In Defense of Wood
Dear Editors,
Though I read with interest your livid comment on the professional reception of literature, I have found little, on reflection, to hang on to. The centerpiece of the sizing-up, your review of the New Republic, is a return to sender of the lively distemper for which that magazine is known. But James Wood, it seems to me, has always felt himself obligated to dig a basement for his strong opinions. Yours, by contrast, seem to roll around, rootless and itinerant.
TNR, you suggest, is no republic. Somewhere in a desert, an elite stands guard over reservoirs of intellect. Here is the Qatar of criticism. But is it true that these writers have been kept from developing “positive individuality,” as you call it? Though the tone is austere, the voices are distinct. The first thing you hear about Wood, after all, is: Well, here is something different. If it is the critic’s aim to outline and outfit a way of reading and thinking about books, a sensibility in which, as in a furnished room, the reader may take a month’s residence, then I cannot see that he has failed. The failure, you argue, is his want of “positivity”—that is, the refusal of his criticism to “cultivate something new.” This is the second thing one tends to hear. The New York Review of Books has recently chaffed Wood for his habit of walking backwards up the street: “You can’t write 19th-century social novels,” warns Daniel Mendelsohn, “about 21st-century global culture.”
It is true that Wood reserves his higher regard for the mastodons of another age.
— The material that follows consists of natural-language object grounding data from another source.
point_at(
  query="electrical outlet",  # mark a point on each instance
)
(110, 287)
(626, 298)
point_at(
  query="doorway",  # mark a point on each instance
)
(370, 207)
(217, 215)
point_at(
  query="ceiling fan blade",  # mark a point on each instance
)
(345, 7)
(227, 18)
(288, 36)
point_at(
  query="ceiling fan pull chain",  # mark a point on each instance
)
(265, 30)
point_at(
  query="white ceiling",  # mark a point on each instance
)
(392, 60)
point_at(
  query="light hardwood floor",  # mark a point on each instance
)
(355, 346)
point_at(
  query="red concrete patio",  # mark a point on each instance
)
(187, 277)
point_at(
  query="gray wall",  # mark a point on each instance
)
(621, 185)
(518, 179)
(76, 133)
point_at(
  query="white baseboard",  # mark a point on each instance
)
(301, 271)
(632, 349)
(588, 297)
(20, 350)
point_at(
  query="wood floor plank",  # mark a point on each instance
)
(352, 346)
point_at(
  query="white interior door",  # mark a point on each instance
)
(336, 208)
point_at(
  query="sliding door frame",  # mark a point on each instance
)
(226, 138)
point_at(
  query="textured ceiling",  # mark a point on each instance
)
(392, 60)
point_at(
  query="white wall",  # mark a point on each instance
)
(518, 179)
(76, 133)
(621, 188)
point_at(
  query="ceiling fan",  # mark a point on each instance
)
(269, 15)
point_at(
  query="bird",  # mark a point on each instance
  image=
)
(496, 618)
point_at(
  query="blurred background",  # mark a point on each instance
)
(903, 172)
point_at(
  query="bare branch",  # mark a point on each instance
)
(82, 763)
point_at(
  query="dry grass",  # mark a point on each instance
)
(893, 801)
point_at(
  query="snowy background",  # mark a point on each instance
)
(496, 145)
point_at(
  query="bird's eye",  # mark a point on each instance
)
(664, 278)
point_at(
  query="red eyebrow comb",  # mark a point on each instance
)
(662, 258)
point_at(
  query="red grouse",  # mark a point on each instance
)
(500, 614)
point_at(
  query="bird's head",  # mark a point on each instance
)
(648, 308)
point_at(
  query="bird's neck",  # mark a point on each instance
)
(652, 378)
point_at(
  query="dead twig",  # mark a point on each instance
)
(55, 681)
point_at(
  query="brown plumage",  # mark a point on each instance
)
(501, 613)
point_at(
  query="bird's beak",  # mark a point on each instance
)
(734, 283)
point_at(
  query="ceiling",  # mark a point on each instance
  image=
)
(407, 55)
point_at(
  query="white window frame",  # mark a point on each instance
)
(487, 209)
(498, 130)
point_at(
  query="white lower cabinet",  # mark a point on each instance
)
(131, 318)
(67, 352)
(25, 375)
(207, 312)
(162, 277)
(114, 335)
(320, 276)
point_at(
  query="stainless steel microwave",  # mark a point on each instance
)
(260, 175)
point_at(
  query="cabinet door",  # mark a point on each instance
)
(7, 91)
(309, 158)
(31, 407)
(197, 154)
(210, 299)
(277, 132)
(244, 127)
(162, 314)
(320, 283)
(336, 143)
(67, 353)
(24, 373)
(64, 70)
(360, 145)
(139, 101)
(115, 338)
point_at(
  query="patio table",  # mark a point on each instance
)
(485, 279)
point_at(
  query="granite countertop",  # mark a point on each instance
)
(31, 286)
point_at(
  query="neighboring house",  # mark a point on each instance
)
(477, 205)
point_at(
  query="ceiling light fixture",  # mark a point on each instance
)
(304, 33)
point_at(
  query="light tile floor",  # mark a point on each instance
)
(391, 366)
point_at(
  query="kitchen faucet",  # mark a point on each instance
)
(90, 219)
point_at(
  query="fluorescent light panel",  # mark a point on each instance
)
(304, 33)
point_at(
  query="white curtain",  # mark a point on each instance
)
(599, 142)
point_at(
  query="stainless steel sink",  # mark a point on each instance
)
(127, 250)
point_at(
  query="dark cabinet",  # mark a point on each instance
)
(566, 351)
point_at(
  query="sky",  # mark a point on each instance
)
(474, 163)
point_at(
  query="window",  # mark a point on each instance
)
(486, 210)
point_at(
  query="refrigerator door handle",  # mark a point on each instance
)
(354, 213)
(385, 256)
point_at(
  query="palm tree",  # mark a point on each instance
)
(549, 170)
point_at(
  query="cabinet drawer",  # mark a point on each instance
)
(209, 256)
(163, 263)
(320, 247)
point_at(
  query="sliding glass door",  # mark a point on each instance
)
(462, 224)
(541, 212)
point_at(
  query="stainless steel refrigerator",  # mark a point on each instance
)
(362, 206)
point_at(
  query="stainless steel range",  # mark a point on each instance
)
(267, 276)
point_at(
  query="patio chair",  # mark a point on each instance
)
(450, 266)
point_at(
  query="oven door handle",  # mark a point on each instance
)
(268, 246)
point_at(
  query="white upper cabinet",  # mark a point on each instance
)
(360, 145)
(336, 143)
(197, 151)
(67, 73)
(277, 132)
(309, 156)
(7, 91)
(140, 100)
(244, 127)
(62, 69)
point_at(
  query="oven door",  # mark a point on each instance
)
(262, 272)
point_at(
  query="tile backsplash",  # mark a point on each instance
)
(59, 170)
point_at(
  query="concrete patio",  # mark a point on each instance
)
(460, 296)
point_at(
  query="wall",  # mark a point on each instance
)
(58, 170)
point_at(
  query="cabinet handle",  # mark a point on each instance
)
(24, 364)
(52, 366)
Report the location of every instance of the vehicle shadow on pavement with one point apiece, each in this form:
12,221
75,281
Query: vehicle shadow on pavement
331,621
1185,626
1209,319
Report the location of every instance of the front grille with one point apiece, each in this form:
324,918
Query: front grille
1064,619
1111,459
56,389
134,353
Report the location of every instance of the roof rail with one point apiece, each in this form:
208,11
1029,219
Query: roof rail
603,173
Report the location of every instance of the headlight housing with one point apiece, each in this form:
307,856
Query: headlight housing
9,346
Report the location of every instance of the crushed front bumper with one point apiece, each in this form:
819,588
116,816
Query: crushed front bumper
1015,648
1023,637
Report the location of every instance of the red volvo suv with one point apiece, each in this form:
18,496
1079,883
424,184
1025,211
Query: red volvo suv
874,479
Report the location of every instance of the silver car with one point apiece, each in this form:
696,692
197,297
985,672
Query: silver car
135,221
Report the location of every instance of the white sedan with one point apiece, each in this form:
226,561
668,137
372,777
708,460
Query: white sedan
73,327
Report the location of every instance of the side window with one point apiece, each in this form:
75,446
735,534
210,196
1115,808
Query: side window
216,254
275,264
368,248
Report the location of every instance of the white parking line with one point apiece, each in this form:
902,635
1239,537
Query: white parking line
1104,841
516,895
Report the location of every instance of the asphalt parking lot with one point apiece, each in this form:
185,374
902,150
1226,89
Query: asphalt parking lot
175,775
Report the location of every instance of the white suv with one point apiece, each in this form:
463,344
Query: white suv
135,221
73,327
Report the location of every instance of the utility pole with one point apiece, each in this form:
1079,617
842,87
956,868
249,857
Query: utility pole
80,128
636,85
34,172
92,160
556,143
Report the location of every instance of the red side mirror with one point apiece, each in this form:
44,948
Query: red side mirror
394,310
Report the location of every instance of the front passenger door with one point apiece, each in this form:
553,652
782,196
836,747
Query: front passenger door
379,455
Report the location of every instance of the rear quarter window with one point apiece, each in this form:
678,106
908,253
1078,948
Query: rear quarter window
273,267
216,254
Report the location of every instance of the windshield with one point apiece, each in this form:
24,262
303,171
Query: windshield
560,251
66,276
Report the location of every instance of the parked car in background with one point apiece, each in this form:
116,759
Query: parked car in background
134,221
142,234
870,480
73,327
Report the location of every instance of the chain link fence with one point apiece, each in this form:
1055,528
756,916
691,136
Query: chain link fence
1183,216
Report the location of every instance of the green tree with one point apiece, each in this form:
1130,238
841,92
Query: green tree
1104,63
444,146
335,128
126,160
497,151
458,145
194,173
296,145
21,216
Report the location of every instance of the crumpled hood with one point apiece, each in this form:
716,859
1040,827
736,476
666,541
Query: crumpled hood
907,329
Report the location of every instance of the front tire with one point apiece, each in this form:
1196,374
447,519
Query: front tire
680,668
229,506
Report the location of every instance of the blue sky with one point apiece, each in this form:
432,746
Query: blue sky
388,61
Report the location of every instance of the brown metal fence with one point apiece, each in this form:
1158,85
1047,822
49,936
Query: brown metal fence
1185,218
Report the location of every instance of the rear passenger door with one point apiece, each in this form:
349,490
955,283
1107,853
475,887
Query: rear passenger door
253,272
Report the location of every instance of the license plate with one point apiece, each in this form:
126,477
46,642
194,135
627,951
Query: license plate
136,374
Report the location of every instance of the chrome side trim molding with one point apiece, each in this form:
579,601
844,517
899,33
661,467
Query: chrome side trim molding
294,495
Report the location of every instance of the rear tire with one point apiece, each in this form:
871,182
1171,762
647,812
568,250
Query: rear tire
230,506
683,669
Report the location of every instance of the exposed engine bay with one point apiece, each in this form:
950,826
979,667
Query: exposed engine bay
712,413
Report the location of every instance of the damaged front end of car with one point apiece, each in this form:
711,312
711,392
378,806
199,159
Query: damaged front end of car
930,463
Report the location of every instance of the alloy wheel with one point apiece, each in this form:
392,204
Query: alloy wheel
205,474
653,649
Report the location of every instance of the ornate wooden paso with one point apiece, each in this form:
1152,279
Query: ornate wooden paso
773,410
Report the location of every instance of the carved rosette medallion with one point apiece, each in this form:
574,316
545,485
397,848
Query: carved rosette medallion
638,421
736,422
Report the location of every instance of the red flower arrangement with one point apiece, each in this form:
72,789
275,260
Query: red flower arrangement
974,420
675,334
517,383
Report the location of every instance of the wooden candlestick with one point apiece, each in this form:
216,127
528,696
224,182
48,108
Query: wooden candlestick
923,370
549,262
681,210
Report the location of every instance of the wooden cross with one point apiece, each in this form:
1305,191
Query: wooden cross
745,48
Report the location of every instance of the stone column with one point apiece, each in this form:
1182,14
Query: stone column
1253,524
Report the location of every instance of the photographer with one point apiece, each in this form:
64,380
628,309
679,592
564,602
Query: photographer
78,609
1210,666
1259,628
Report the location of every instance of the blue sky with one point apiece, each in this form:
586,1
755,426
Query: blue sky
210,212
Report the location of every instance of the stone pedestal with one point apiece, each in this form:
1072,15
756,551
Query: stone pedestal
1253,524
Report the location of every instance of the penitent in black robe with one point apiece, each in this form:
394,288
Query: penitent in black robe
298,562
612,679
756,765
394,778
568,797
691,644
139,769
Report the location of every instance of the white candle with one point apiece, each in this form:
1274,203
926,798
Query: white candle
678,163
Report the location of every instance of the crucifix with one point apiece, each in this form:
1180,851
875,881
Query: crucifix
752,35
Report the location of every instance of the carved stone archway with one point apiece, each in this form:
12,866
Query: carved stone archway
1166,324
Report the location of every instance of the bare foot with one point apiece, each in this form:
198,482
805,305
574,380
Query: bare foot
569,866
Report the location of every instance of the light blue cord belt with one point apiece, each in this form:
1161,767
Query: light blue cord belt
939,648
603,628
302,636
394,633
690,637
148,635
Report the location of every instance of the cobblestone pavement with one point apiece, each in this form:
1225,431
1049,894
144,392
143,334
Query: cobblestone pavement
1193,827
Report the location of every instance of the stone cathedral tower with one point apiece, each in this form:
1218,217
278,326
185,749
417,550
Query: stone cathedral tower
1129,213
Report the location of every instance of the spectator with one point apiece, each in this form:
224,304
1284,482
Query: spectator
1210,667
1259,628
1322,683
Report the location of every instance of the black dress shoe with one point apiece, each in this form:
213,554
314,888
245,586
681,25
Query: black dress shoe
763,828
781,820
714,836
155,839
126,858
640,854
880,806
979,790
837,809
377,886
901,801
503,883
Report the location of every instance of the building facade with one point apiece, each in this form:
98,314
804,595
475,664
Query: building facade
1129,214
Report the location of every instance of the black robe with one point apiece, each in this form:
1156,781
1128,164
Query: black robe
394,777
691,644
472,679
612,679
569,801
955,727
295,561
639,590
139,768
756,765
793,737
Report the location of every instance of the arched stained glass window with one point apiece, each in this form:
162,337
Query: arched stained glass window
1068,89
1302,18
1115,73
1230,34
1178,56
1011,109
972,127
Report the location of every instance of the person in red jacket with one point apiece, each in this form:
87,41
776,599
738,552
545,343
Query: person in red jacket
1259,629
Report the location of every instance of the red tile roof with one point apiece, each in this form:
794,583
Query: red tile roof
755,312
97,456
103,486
And such reservations, especially when so well put, are a natural disappointment to those who like to read. To those, like you, who’d also like to write, they seem openly aggressive. And so for a reluctance to boost new work, you have charged Wood with a perversion of the natural order: he “seems to want to be his own grandfather.” The order that you have in mind here is roughly this: that each new gang of critics will fall for each new group of writers the way the boys of the seventh grade will eventually get around to the girls. But isn’t it possible, always, and in general, for things to be going wrong?
We aren’t ever told. Though you slang the messenger, you offer no rejoinder to his news. Which books did he overlook? Which principles did he abuse? The back of the magazine, you complain, is lousy with aesthetes—those bent on “sniffing out the tasteless.” But Wood’s claim against, say, The Corrections rests not upon his palate, but upon an observation regarding literary genre. Franzen, following DeLillo, had advertised a theory of the novel. It was to “compete,” he said, with “reality.” In pointing to the peculiarity, perhaps the hubris, of this claim, Wood is not affecting a pose. You don’t have to wear a watch and fob to think that formal choices constrain the possibilities of expression.
Even where his concerns are aesthetic, Wood is neither petty nor mean. “How exact that phrase ‘hard diagonal’ is,” he writes of The Line of Beauty. “Hollinghurst, unlike some of his American coevals, knows when to end a sentence.” Would you deny publication to this one? The New Republic’s praise of restraint is surely out of step with the exuberant movements of pluralism. And if Mendelsohn’s instincts are correct, “21st-century global culture” may simply demand pleonasm of its writers. That, to some of us, would be cause for disappointment.
But there is no cause yet for your senses of urgency or aggrievement. The rooms of the century into which we are moving are not vacant, nor are they booked. There is time for you to catch your breath and call your audience. There will be readers for whom despair is most effectively checked by a sense of membership in a great tradition. Mr. Wood awaits them in the penthouse. For blissful types, there is the sunny bibliophilia of the Believer. (Meet in the pool at noon). And then, for those who will combat despair with moxie, with kicking displays of life, there is your venture. Best of luck. While you are waiting for your rooms to be made up, allow me to recommend the excellent bar.